Como referido, os autores referem-se à falha do banco em apresentar testemunhas relevantes como estabelecimento de uma presunção probatória negativa que contraria a sua versão, e neste contexto acrescentam que o banco até ocultou conscientemente documentos aos autores e ao tribunal, incluindo documentos existentes no ficheiro físico do cliente e nos sistemas atlas, e do CRM - ambos sistemas que documentam pedidos de informação para e dos clientes, cuja existência resultou dos testemunhos das testemunhas do banco e que o banco se absteve de divulgar, bem como do conteúdo dos documentos aí contidos. Neste sentido, os autores solicitam que o tribunal inclua estas omissões no âmbito das suas considerações ao examinar a conduta do banco, bem como a base probatória apresentada por este.
Os autores opõem-se às alegações do banco relativamente a uma crise de confiança nas suas relações com os clientes em geral e com a Toledano em particular, e alegam que esta alegação, para além do facto de não ter sido baseada em factos, constitui uma expansão de uma frente proibida.
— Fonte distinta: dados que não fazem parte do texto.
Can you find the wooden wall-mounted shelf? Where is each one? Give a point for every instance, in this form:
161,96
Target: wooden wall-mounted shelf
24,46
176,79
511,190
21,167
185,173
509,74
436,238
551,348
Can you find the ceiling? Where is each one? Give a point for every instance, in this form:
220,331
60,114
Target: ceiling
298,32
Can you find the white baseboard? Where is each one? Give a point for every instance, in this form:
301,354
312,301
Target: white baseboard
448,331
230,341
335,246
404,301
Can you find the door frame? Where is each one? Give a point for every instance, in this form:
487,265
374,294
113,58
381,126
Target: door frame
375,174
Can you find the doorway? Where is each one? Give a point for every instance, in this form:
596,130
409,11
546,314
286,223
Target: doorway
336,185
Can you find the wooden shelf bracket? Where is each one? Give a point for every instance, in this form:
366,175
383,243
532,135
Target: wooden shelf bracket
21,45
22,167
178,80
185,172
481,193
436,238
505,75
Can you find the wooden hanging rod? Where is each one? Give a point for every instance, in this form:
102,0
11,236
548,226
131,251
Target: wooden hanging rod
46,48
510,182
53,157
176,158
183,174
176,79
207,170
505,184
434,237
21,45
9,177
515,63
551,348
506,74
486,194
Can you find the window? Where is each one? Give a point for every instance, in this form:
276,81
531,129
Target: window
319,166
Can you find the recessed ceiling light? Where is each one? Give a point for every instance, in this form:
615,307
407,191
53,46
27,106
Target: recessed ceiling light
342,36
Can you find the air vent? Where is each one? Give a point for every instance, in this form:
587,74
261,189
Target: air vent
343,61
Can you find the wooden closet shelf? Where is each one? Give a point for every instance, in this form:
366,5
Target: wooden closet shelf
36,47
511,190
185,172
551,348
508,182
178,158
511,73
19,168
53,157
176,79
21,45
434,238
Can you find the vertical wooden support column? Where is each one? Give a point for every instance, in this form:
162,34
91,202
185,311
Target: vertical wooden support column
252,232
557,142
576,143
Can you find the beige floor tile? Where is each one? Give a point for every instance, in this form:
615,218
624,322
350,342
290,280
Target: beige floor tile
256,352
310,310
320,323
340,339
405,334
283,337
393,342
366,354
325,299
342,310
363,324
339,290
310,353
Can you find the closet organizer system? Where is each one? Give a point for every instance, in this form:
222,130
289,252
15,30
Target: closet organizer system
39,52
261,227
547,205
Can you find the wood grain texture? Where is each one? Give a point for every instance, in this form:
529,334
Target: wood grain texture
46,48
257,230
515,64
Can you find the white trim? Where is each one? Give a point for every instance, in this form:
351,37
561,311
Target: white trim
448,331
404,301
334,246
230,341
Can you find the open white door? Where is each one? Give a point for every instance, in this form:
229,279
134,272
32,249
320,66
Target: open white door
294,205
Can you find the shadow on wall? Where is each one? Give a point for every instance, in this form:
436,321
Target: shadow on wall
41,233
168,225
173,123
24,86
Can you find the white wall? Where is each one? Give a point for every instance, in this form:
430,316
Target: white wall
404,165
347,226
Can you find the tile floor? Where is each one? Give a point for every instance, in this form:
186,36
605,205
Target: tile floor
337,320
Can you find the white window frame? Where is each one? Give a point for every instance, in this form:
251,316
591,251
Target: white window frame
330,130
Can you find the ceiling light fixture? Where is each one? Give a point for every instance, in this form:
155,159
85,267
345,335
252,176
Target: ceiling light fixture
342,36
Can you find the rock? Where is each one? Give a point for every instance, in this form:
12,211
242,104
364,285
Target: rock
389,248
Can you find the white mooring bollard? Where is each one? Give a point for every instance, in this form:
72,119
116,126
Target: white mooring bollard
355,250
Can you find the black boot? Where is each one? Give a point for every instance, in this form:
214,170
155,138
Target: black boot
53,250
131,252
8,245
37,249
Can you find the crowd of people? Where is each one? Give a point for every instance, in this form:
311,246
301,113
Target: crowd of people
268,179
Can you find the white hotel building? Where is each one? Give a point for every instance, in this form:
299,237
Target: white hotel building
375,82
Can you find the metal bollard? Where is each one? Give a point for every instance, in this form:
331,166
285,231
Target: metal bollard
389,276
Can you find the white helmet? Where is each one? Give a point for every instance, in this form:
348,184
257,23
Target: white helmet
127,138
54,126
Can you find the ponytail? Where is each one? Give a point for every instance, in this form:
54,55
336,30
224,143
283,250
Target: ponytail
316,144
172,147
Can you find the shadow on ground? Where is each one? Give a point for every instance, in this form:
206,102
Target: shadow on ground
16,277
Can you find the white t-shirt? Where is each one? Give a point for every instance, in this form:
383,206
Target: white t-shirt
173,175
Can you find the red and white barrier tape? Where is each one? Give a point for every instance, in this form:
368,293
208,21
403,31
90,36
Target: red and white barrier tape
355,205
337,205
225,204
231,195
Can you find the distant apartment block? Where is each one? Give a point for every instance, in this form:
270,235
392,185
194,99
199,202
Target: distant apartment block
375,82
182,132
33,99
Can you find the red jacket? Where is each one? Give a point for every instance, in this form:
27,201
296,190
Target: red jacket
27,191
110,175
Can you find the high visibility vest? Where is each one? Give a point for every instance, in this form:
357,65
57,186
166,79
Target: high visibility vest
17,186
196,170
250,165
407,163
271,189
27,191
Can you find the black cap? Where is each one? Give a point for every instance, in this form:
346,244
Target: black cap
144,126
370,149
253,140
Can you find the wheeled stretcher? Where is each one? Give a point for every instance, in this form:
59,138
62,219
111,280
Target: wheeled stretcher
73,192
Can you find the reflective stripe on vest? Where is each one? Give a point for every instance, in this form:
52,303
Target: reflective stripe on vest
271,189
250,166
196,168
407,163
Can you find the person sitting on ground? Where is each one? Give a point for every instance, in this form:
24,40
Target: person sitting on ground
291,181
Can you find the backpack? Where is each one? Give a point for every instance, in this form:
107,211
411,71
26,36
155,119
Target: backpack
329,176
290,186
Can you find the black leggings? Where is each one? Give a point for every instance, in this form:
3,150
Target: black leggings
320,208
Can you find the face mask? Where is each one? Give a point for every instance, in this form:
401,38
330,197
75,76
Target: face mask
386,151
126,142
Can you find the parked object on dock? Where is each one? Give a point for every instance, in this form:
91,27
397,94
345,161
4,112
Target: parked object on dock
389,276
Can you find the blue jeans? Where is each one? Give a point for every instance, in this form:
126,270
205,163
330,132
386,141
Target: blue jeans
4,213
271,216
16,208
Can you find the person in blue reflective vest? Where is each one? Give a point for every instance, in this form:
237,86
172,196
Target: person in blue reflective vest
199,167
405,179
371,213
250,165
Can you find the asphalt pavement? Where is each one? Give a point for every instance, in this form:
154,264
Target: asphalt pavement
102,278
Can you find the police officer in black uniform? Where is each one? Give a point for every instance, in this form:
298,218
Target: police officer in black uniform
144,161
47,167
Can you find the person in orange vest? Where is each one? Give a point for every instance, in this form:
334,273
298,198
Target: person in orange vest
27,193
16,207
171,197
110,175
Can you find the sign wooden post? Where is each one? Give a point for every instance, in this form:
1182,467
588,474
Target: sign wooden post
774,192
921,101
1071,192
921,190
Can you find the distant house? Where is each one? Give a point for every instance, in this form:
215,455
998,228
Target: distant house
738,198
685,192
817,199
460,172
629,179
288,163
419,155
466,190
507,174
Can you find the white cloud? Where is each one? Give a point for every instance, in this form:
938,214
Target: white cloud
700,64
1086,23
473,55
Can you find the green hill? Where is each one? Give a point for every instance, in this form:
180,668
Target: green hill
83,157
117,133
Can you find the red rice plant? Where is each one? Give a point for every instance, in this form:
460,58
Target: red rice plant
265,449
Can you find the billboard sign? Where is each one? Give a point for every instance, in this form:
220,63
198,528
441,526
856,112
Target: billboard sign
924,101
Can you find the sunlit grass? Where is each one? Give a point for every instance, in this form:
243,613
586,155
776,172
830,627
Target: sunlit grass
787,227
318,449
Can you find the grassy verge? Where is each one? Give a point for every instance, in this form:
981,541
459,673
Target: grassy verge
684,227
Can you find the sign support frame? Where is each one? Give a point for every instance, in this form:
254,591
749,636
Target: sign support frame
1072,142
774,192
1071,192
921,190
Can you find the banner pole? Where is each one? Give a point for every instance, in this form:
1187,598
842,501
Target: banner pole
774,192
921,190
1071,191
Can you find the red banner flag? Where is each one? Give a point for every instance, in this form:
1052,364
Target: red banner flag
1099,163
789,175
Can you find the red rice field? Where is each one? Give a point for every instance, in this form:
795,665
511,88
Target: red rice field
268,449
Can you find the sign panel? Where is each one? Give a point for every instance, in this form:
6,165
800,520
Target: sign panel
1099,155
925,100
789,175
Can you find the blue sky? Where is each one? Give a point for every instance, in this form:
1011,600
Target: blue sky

Mais do que o necessário, argumentam que, mesmo que ele tivesse razão na reclamação, dado que Toledano atualmente não tem qualquer papel nos autores, uma vez que renunciou ao cargo de CEO dos autores, em todo o caso, a crise de confiança, na medida em que existia, entre ele e o banco, não é suficiente para dar origem a fundamentos para encerrar as contas dos autores.